Jason Ford, Vice President of Sports Marketing for USA Today Sports Media Group adds, “Our team has no relationship with or sway over the writer. We just get them better access and better resources to cover the sport.”
So if reporters are actually writing their own content and it need not be labeled in any particular way since it is, in fact, editorial coverage – then what’s the big deal?
According to Steele, this arrangement makes it “more difficult to distinguish what is biased by this relationship. Just the fact that USA Today promises to run pre- and post-race stories impinges upon journalistic independence.”
Ken Ungar, founder of sports marketing consultancy US Sports Advisors, chimes in with the counter argument that “There isn’t a mixture of church and state. The sport doesn’t influence what’s in the column inches; it just assures they get the column inches.”
Remember that third set of stakeholders mentioned earlier, the news-consuming readers? In our eyes, the audience – much like the proverbial customer – always comes first. So let’s take off our marketer hats and journalist hats and advertiser hats for a moment.

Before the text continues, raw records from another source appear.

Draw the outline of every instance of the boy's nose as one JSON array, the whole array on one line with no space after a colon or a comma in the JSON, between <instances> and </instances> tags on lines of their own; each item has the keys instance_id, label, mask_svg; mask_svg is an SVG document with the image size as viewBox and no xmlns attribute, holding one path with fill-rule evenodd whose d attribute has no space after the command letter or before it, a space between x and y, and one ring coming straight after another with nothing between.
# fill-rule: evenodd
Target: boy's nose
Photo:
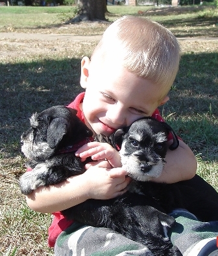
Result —
<instances>
[{"instance_id":1,"label":"boy's nose","mask_svg":"<svg viewBox=\"0 0 218 256\"><path fill-rule=\"evenodd\" d=\"M118 107L110 107L106 112L106 117L114 124L119 126L125 126L125 111Z\"/></svg>"}]
</instances>

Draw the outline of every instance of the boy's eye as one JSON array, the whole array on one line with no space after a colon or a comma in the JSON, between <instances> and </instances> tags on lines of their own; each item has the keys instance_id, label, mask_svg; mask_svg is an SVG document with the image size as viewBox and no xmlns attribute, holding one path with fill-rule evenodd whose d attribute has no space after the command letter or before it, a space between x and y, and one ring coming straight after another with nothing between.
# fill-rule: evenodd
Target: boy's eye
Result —
<instances>
[{"instance_id":1,"label":"boy's eye","mask_svg":"<svg viewBox=\"0 0 218 256\"><path fill-rule=\"evenodd\" d=\"M134 147L137 147L138 146L138 142L136 140L134 139L133 141L131 141L131 144L132 145L132 146Z\"/></svg>"},{"instance_id":2,"label":"boy's eye","mask_svg":"<svg viewBox=\"0 0 218 256\"><path fill-rule=\"evenodd\" d=\"M148 116L148 115L147 115L147 114L146 114L144 111L143 111L142 110L137 109L136 108L134 108L134 107L131 107L131 109L132 109L132 111L134 111L134 112L136 112L136 113L138 113L138 114L143 115L144 115L145 117Z\"/></svg>"}]
</instances>

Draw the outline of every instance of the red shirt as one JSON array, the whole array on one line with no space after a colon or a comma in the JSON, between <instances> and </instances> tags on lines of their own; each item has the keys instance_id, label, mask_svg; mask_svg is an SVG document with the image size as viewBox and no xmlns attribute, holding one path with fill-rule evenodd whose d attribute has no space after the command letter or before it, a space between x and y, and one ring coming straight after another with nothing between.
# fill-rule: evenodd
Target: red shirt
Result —
<instances>
[{"instance_id":1,"label":"red shirt","mask_svg":"<svg viewBox=\"0 0 218 256\"><path fill-rule=\"evenodd\" d=\"M82 102L85 92L79 94L75 100L71 102L67 107L77 110L77 117L84 122L84 116L83 112L80 109L80 104ZM164 122L164 120L160 115L158 109L156 109L152 115L152 117L156 119L160 122ZM173 136L171 134L168 137L168 140L172 139ZM60 233L68 227L69 227L73 221L69 221L64 218L60 212L53 213L54 215L53 222L49 228L48 244L49 247L54 247L56 240Z\"/></svg>"}]
</instances>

We already know Indianapolis residents will be thrilled to see more IndyCar content in the news, but what about the rest of the country who might not be used to extensive coverage of the series? It’s hard to imagine consumers getting downright mad or upset by the presence of more IndyCar coverage. Either you like it and this excites you, or you don’t and you barely notice. Consumers would certainly rather see photos from the races than ads from the sponsors. And they shouldn’t feel duped or deceived by this influx of IndyCar editorial coverage since it’s, well… actual editorial coverage.
So, to recap: Fewer ads, more content. Is this a win-win for all and a step in the right direction towards better revenue generation for newspapers, or is USA Today riding the slippery slope into the mixing of church and state with this and future deals? We’re anxious to hear your thoughts in the comments.